Set up and Manage an Azure Kubernetes Service (AKS) Cluster

Determined can be installed on a cluster that is hosted on a managed Kubernetes service such as AKS. This document describes how to set up an AKS cluster with GPU-enabled nodes. The recommended setup includes deploying a cluster with a single non-GPU node that will host the Determined master and database, and an autoscaling group of GPU nodes. After creating a suitable AKS cluster, you can then proceed with the standard instructions for installing Determined on Kubernetes.

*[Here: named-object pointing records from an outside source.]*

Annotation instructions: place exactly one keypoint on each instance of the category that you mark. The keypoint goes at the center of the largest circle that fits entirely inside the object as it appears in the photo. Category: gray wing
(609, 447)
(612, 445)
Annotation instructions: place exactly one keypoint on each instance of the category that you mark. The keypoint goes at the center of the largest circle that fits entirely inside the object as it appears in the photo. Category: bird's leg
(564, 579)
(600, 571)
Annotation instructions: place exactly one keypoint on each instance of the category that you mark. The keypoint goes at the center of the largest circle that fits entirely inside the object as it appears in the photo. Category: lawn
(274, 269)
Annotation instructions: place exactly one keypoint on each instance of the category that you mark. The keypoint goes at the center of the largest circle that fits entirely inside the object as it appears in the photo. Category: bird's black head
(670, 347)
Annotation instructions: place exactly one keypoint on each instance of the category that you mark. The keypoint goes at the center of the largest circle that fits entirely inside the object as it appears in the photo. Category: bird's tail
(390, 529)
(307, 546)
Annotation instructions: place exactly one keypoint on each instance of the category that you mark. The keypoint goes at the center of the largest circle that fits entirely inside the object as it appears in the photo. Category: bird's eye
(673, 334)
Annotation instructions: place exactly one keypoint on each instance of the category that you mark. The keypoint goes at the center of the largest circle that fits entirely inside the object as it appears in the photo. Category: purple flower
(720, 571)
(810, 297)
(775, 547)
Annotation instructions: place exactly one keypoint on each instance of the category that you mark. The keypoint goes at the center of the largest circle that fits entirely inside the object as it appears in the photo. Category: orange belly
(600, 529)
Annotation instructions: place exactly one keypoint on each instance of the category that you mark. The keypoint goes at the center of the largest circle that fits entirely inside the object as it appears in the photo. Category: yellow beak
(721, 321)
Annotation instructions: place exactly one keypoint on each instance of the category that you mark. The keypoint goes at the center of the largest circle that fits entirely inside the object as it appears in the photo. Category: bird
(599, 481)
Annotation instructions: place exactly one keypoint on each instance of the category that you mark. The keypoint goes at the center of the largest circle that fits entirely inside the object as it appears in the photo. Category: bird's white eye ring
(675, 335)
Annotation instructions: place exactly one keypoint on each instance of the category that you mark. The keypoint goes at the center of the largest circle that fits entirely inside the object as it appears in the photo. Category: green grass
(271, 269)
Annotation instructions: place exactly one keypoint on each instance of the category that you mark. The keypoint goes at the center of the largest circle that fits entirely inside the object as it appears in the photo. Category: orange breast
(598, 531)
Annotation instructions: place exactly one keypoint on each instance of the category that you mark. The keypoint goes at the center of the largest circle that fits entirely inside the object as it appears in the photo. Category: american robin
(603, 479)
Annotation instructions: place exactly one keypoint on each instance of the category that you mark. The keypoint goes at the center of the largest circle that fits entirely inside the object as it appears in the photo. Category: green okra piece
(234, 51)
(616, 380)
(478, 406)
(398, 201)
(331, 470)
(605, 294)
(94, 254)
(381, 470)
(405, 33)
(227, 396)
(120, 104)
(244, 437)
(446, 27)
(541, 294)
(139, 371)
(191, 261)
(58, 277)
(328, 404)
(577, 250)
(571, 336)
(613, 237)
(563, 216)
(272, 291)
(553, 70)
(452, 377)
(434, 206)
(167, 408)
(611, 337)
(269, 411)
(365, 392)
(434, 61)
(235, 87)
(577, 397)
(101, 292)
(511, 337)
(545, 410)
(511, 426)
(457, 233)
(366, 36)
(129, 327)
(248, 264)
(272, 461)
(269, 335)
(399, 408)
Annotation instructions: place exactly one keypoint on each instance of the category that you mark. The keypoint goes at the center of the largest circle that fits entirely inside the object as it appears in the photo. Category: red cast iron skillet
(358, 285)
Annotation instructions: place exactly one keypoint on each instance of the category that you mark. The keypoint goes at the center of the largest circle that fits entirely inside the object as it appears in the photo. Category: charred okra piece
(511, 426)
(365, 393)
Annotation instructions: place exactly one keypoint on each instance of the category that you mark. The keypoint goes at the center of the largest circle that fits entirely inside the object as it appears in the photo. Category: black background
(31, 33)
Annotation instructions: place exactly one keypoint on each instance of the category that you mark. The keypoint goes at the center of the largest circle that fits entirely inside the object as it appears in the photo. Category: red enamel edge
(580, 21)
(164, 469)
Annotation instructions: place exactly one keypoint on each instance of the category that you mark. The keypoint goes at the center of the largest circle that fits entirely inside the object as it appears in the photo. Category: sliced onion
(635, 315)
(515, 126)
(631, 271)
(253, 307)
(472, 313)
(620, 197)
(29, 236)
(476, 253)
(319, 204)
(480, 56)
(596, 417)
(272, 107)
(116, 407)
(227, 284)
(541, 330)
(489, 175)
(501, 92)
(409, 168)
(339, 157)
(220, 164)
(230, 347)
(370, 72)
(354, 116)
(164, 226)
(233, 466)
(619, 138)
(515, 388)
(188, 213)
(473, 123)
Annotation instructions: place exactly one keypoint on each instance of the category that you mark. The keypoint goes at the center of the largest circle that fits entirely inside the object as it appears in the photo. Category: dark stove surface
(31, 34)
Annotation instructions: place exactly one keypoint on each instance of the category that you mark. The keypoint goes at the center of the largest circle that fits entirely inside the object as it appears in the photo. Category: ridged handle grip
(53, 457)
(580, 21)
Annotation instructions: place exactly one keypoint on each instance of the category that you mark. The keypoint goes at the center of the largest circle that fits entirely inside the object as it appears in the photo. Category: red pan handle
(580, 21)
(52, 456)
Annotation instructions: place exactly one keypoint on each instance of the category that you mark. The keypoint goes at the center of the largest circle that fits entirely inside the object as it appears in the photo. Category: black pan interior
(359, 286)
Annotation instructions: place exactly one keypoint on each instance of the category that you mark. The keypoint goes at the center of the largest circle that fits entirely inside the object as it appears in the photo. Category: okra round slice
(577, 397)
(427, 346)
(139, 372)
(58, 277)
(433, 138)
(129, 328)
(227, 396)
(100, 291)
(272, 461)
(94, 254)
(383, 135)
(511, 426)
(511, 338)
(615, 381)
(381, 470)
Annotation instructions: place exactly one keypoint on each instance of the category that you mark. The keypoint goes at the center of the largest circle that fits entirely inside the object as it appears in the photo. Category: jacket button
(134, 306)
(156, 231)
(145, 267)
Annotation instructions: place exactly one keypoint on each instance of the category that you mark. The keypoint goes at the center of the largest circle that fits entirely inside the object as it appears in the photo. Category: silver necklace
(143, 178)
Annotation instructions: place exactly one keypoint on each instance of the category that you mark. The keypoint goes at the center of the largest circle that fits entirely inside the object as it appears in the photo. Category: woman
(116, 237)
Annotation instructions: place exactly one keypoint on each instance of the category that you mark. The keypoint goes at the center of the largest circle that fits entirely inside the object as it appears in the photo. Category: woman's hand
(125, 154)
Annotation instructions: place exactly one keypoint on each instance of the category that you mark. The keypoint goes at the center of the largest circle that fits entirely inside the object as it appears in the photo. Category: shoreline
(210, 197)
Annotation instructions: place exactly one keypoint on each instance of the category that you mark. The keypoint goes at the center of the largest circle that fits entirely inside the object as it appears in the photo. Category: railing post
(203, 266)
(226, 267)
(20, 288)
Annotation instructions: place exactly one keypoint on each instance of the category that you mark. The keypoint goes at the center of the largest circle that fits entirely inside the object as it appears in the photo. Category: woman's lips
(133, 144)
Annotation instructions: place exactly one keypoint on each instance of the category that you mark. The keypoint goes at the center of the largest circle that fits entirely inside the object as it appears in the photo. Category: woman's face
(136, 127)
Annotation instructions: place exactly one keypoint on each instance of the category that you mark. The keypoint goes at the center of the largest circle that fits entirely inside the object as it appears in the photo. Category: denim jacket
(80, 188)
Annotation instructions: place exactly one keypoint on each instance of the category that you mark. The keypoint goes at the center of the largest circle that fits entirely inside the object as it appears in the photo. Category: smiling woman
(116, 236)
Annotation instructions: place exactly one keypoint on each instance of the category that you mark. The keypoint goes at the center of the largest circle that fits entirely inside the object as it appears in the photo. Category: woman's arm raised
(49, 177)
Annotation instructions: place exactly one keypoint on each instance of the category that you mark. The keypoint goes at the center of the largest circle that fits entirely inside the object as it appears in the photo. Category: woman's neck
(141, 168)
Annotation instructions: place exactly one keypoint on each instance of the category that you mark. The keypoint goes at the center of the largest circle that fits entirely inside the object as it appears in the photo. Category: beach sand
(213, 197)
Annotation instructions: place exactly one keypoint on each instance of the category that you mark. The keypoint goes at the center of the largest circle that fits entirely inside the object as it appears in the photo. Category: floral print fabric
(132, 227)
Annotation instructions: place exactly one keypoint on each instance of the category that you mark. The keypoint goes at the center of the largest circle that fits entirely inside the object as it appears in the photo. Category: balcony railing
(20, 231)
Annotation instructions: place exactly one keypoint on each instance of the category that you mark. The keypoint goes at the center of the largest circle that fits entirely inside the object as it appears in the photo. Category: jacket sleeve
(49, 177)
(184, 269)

Determined requires GPU-enabled nodes and the Kubernetes cluster to be running version >= 1.19 and <= 1.21, though later versions may work.

Prerequisites

To deploy an AKS cluster, the user must have a resource group to manage the resources consumed by the cluster. To create one, follow the instructions found in the Azure Resource Groups Documentation.

Additionally, users must have the Azure CLI and kubectl installed on their local machine.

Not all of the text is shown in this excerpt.